US National Security Council spokesman John Kirby detailed the latest finding just weeks after the White House said that it had determined that Russian Defense Minister Sergei Shoigu, during a recent visit to Pyongyang, called on North Korean officials to increase the sale of munitions to Moscow for its Ukraine war, the media reported.

Kirby said that Russia is looking for additional artillery shells and other basic materials to shore up its defense industrial base.

The letters were “more at the surface level” but Russian and North Korean talks on a weapons sale were advancing. The leaders exchanged letters following Shoigu’s visit, he said.

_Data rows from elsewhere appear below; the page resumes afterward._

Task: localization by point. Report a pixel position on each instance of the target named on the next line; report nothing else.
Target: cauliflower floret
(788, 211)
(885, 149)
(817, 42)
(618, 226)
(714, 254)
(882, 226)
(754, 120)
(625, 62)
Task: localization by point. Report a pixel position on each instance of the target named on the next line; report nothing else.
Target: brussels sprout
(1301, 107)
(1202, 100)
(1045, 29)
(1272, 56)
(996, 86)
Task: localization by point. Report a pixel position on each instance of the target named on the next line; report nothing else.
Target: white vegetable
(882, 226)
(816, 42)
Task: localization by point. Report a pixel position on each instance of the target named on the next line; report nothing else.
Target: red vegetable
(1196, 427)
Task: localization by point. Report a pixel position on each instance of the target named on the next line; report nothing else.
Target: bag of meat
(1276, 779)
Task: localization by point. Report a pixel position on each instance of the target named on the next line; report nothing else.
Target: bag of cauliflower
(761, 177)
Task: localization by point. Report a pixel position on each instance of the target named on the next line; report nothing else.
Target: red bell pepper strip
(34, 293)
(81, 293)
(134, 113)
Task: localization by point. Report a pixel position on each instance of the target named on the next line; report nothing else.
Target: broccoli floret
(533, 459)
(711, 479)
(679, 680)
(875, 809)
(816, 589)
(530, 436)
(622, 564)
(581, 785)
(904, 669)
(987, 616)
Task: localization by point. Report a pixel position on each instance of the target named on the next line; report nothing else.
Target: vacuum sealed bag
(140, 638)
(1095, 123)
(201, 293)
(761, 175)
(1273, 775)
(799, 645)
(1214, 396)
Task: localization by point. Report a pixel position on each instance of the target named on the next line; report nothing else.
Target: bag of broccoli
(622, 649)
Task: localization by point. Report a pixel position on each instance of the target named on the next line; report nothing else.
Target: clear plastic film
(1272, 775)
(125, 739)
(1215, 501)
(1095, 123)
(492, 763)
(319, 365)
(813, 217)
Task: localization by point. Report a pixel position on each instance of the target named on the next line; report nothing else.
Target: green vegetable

“Following Shoigu’s visit another group of Russian officials traveled to Pyongyang for follow-on discussions about potential arms deals between the DPRK and Russia,” Kirby said.

The Biden administration has time and again highlighted the Kremlin’s reliance on North Korea, as well as Iran, for the arms it needs to continue its war against Ukraine. International pariahs, North Korea and Iran are largely isolated on the global stage for their nuclear programs and human rights records.

In March, the White House said it had intelligence showing Russia looking to broker a food-for-arms deal with North Korea, in which Moscow would provide the North with needed food and other commodities in return for munitions from Pyongyang.

Late in 2022, the White House said it had determined that the Wagner Group, a private Russian military company, had taken delivery of an arms shipment from North Korea to help bolster its forces fighting in Ukraine on behalf of Russia.

Both North Korea and Russia previously denied the US allegations about weapons. North Korea, however, sided with Russia over the war in Ukraine, insisting that the “hegemonic policy” of the US-led West forced Moscow to take military action to protect its security interests.

At the United Nations on Wednesday, the United States, the United Kingdom, South Korea, and Japan urged North Korea to halt arms negotiations with Russia.

Any Russian-North Korean arms deals would violate the UN Security Council resolutions, backed by Russia, that prohibit all countries from buying or obtaining any arms from the North, the four countries said in a joint statement.

“This sends the wrong message to aspiring proliferators that if you sell Russia arms, Russia will even enable your pursuit of nuclear weapons,”  US Ambassador to the United Nations Linda Thomas-Greenfield, who was flanked by diplomats from the three other countries, said.